The England Cricket Team’s historic World Cup win has been written and talked about in tomes, including on the role of diversity in the winning squad.
But the untold story here is actually not about diversity. It’s about what happens when you assemble a high-performing team who were truly appointed on merit and importantly, the role of the leader in creating the right environment of inclusion for the diversity in that team to flourish.
Choosing teams on merit
Sport is probably one of the few professions where the leadership team is almost always appointed purely on merit. Only the best make it to the top of the game, you don’t get promoted based on being in ‘in the club’ or on the perception that you are the ‘right fit’ to be a leader. It’s all about performance.
But assembling a team of high performers is one thing. Getting them to perform together is another.
What the English cricket team have demonstrated is their ability to embrace their differences as strengths and to align around a common purpose despite those differences in religious beliefs, cultures and perspectives.
Let’s have a look at that winning team’s cultural makeup: It includes two England-born Muslims of Pakistani origins; two players born and raised in South Africa; one player from Barbados, one from New Zealand, eight born in England, and an Irish Catholic Captain.

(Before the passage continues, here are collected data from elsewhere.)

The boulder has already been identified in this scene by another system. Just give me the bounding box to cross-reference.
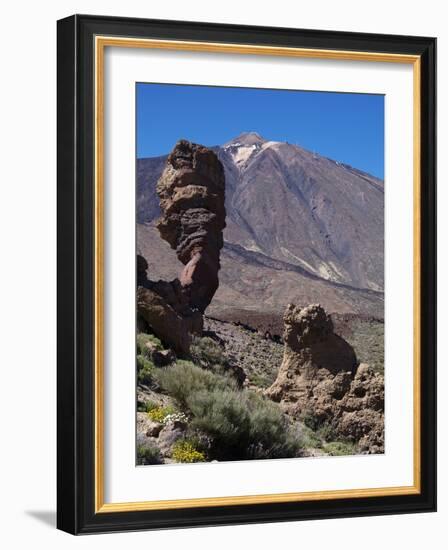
[142,340,176,366]
[137,286,194,355]
[157,423,187,457]
[136,412,164,438]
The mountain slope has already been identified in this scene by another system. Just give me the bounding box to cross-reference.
[137,224,383,321]
[220,133,384,291]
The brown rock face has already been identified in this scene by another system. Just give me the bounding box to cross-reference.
[137,258,203,354]
[156,140,226,312]
[137,141,226,353]
[266,303,384,453]
[267,304,357,406]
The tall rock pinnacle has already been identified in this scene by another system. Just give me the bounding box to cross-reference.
[156,140,226,312]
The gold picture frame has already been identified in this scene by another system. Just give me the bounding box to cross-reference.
[57,14,436,534]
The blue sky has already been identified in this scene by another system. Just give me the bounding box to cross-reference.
[136,83,384,179]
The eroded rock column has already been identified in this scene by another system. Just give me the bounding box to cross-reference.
[156,140,226,312]
[137,140,226,354]
[266,303,384,453]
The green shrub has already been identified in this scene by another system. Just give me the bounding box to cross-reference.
[323,441,357,456]
[155,362,301,461]
[249,371,272,388]
[299,423,323,449]
[137,332,163,358]
[174,359,197,369]
[137,443,163,465]
[143,400,158,413]
[137,355,155,386]
[190,336,227,367]
[300,414,357,453]
[137,399,158,413]
[154,361,236,408]
[315,421,337,442]
[172,440,205,463]
[189,389,300,460]
[301,413,337,442]
[301,412,321,432]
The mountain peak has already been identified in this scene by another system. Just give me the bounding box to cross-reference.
[224,132,266,148]
[222,132,267,168]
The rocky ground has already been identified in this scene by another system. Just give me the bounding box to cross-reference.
[136,312,384,464]
[203,316,283,388]
[203,313,384,387]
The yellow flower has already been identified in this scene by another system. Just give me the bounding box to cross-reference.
[172,441,205,463]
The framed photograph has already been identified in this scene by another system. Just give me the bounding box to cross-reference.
[57,14,436,534]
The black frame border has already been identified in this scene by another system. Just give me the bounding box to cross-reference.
[57,14,436,534]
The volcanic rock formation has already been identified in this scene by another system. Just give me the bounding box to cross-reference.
[266,303,384,453]
[137,141,226,353]
[137,255,202,354]
[156,139,226,312]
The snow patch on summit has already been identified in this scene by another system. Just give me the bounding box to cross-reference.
[224,142,262,168]
[231,145,257,165]
[262,140,281,149]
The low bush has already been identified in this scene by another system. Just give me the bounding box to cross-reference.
[301,412,337,442]
[299,423,323,450]
[137,332,163,358]
[323,441,357,456]
[138,399,159,413]
[142,399,158,413]
[315,421,338,443]
[189,389,300,460]
[190,336,228,367]
[300,414,356,454]
[137,443,163,465]
[172,440,205,463]
[248,371,272,388]
[154,361,236,408]
[301,412,321,432]
[155,362,301,461]
[137,355,155,386]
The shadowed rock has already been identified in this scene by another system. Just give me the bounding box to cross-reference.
[267,304,357,404]
[136,255,203,354]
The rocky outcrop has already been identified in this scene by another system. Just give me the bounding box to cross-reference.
[266,303,384,453]
[337,363,385,453]
[137,141,226,353]
[137,256,203,354]
[266,304,357,407]
[156,140,226,312]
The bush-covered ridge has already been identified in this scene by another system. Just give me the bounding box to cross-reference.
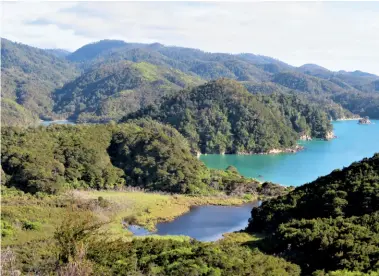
[123,79,333,154]
[86,237,301,275]
[246,153,379,274]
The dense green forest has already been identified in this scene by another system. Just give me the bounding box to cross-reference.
[2,38,379,127]
[124,79,333,154]
[247,154,379,274]
[1,120,287,196]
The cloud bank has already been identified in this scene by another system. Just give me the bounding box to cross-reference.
[2,1,379,74]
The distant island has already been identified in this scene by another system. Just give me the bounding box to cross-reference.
[358,116,372,124]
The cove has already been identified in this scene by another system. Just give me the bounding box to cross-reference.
[40,120,76,126]
[200,120,379,186]
[129,202,260,241]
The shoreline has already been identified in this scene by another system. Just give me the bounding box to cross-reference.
[334,117,361,121]
[197,145,304,157]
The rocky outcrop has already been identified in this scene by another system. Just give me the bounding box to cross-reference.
[324,131,336,140]
[236,145,304,155]
[299,133,312,141]
[358,116,371,125]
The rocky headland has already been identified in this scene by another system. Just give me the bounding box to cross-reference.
[358,117,372,125]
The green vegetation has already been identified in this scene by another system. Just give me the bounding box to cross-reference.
[0,188,249,248]
[86,237,300,276]
[247,154,379,274]
[67,39,129,62]
[124,79,333,154]
[332,92,379,119]
[53,61,203,122]
[243,81,355,120]
[256,92,333,138]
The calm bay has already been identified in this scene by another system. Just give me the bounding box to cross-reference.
[200,120,379,186]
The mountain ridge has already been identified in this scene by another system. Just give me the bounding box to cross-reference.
[2,37,379,127]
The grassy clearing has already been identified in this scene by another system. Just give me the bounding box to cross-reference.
[133,62,160,82]
[1,189,251,247]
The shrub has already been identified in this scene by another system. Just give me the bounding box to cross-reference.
[21,220,41,231]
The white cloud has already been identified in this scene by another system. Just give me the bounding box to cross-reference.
[2,1,379,75]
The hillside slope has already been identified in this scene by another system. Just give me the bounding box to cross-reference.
[53,61,203,122]
[1,38,79,125]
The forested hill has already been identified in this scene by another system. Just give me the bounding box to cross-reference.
[123,79,333,154]
[1,38,79,126]
[2,120,286,196]
[53,61,203,122]
[247,154,379,274]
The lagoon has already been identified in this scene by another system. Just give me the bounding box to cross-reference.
[130,202,260,241]
[200,120,379,186]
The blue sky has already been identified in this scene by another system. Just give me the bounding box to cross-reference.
[2,1,379,75]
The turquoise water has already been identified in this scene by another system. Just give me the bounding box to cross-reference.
[200,120,379,186]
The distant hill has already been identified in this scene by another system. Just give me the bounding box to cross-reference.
[66,39,379,119]
[271,71,353,94]
[44,48,71,58]
[1,38,79,125]
[297,63,332,78]
[53,61,203,122]
[67,39,129,62]
[67,40,277,81]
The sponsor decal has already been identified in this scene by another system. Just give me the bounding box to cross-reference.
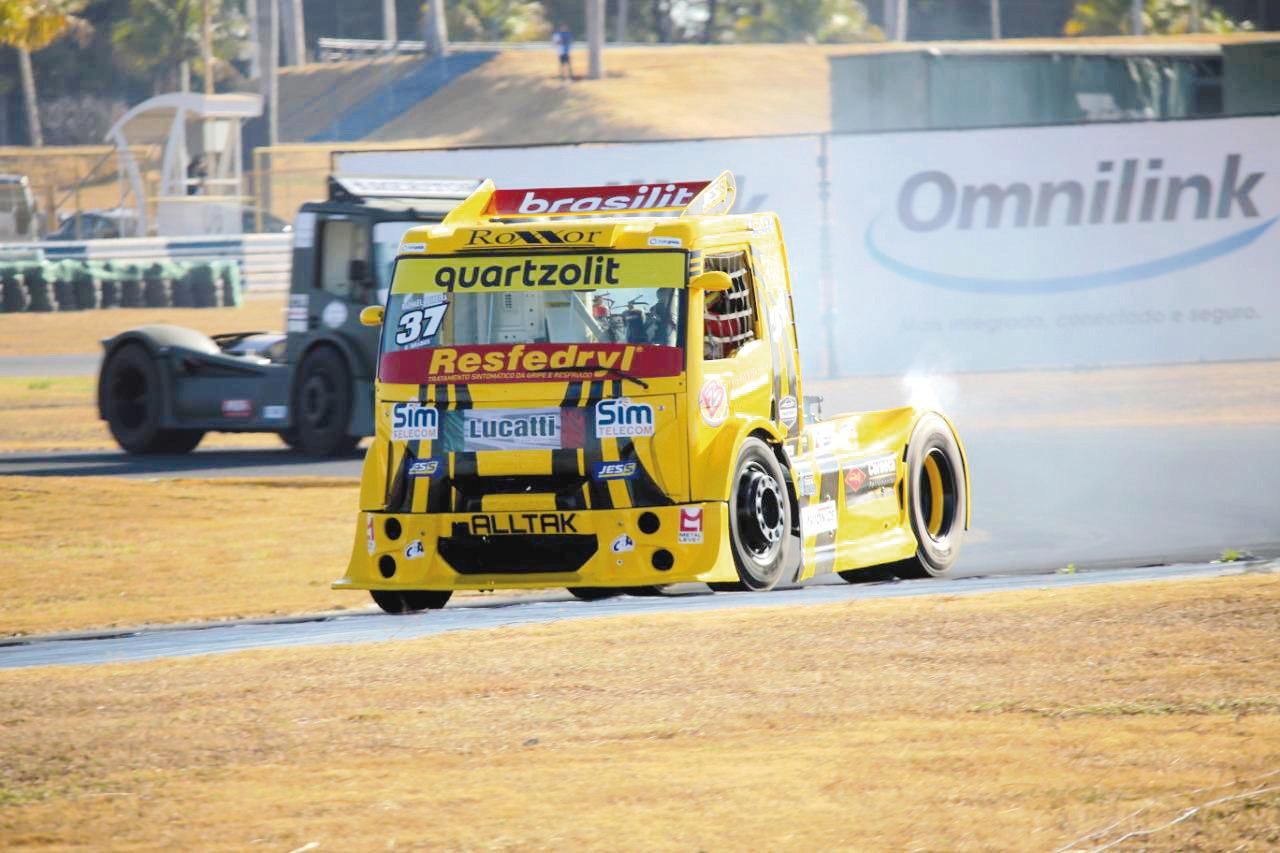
[844,454,898,505]
[595,398,655,438]
[798,471,817,497]
[778,395,798,427]
[404,539,425,560]
[262,404,288,420]
[698,379,729,427]
[490,181,708,216]
[366,514,376,555]
[461,408,561,451]
[407,458,444,478]
[222,398,252,418]
[321,300,348,329]
[465,228,606,247]
[648,236,682,247]
[292,211,316,249]
[593,460,639,481]
[390,402,439,441]
[610,533,635,554]
[870,154,1276,294]
[395,296,449,347]
[465,512,579,535]
[380,342,682,385]
[678,507,704,544]
[801,500,839,536]
[394,252,685,294]
[400,241,426,253]
[286,294,309,332]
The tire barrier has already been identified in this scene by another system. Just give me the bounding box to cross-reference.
[0,258,244,313]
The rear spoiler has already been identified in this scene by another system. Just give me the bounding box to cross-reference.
[443,171,737,224]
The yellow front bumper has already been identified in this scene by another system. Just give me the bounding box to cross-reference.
[335,503,737,591]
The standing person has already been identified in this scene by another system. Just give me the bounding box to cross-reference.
[552,23,574,81]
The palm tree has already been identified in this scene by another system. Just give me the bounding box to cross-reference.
[0,0,89,146]
[111,0,245,95]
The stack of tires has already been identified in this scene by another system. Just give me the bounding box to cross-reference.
[0,257,244,312]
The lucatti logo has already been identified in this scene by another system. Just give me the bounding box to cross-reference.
[868,154,1276,294]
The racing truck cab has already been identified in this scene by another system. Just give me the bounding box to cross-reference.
[338,173,971,612]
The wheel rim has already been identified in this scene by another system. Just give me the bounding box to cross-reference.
[918,448,958,542]
[109,365,147,430]
[300,372,335,430]
[734,461,786,565]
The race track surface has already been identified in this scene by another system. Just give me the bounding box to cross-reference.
[2,561,1271,670]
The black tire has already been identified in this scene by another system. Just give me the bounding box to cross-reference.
[143,270,170,308]
[1,269,28,313]
[567,587,621,601]
[371,589,452,614]
[292,346,359,457]
[837,565,899,584]
[23,266,52,312]
[893,414,967,579]
[99,343,205,455]
[278,429,301,450]
[726,437,794,591]
[120,273,143,308]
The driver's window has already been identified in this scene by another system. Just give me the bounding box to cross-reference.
[319,218,368,298]
[703,251,758,361]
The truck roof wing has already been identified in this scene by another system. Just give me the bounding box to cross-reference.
[442,171,737,224]
[328,175,484,204]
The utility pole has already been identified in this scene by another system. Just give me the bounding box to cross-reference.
[1131,0,1144,35]
[383,0,398,47]
[17,48,42,147]
[280,0,305,65]
[1189,0,1202,32]
[616,0,628,42]
[587,0,604,80]
[895,0,909,41]
[425,0,448,57]
[990,0,1001,39]
[202,0,214,94]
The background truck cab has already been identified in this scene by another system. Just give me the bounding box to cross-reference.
[340,174,970,613]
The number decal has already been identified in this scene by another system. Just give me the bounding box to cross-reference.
[394,302,448,346]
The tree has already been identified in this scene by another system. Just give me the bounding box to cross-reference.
[110,0,245,95]
[0,0,89,145]
[1065,0,1253,35]
[726,0,882,42]
[443,0,547,41]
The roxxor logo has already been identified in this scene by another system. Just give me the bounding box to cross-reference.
[595,398,655,438]
[466,228,603,246]
[593,460,639,481]
[391,403,438,440]
[897,155,1264,232]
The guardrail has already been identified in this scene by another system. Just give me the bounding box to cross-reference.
[314,37,661,62]
[0,233,292,294]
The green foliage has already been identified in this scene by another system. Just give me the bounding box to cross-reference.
[1065,0,1254,36]
[110,0,245,93]
[0,0,88,50]
[725,0,882,43]
[442,0,548,42]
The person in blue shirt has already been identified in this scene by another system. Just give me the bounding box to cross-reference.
[552,23,574,81]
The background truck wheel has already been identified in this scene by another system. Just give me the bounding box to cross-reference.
[100,343,204,455]
[727,437,794,591]
[568,587,620,601]
[370,590,452,614]
[278,430,301,450]
[293,347,359,456]
[893,413,967,579]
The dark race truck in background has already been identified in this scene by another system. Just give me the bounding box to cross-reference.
[97,177,479,456]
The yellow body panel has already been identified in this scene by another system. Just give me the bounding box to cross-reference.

The way that the Irish-born English Cricket Team Captain Eoin Morgan used this difference to settle his troops in a high-pressure moment in the World Cup final speaks volumes about the level of trust, inclusion and respect within the team.
When asked at the post-final conference whether the ‘luck of the Irish’ got England across the line in their tied final with New Zealand, Morgan said:
“I spoke to Adil Rashid (spin-bowler), he said Allah was definitely with us. I said we had the rub of the green. It actually epitomises our team. It has quite diverse backgrounds and cultures… to actually find humour in the situation that we were in at the time was pretty cool.”
Lessons on inclusion for the corporate world
The fact that the English cricket team has clearly managed to build a high level of inclusion in one of the highest-pressure workplaces of all is something that the corporate world can learn from.
Creating inclusive teams comes from a strong foundation of trust and it all starts with the leader.
Trust is the critical foundation for high-performing teams because it creates an environment of inclusion that enables individual differences to be embraced and for individuals to truly feel like they belong.
Having a sense of belonging in teams goes to the heart of inclusion because it enables our strong human desire to connect with each other, which has remained the same despite thousands of years of human evolution.
But building trust in high-performing teams is not always easy – especially in high-pressure work environments.
Four key behaviours of inclusive leadership
So how do leaders like Eoin Morgan behave to encourage trust and inclusion in their teams?
According to research I use in my Inclusive Leadership programs, it’s all about consistently demonstrating these four key behaviours:
- Empowerment – empowering team members to stretch and grow, come up with new ideas and develop new skills.
- Accountability – holding team members responsible for aspects of their performance that are within their control.
- Courage – standing up for what’s right even when it means taking a risk.
- Humility – admitting mistakes, learning from criticism and different points of view and overcoming individual limitations by seeking contributions from all team members.
I don’t pretend to know the Captain of the English Cricket team Eoin Morgan well.
But what I do know is this.
In that high-pressure cooker environment of the World Cup Cricket final on Sunday night, Morgan was humble in how he led his troops.
He didn’t dismiss different beliefs about what would get England that win – whether it was “Allah” or the “rub of the green” didn’t matter to him. What really mattered was that under immense pressure, the team stuck together, they didn’t seek to blame each other for mistakes and no one opinion was more or less valued than another. They were all focused on the same common purpose and for Morgan that’s all that really mattered.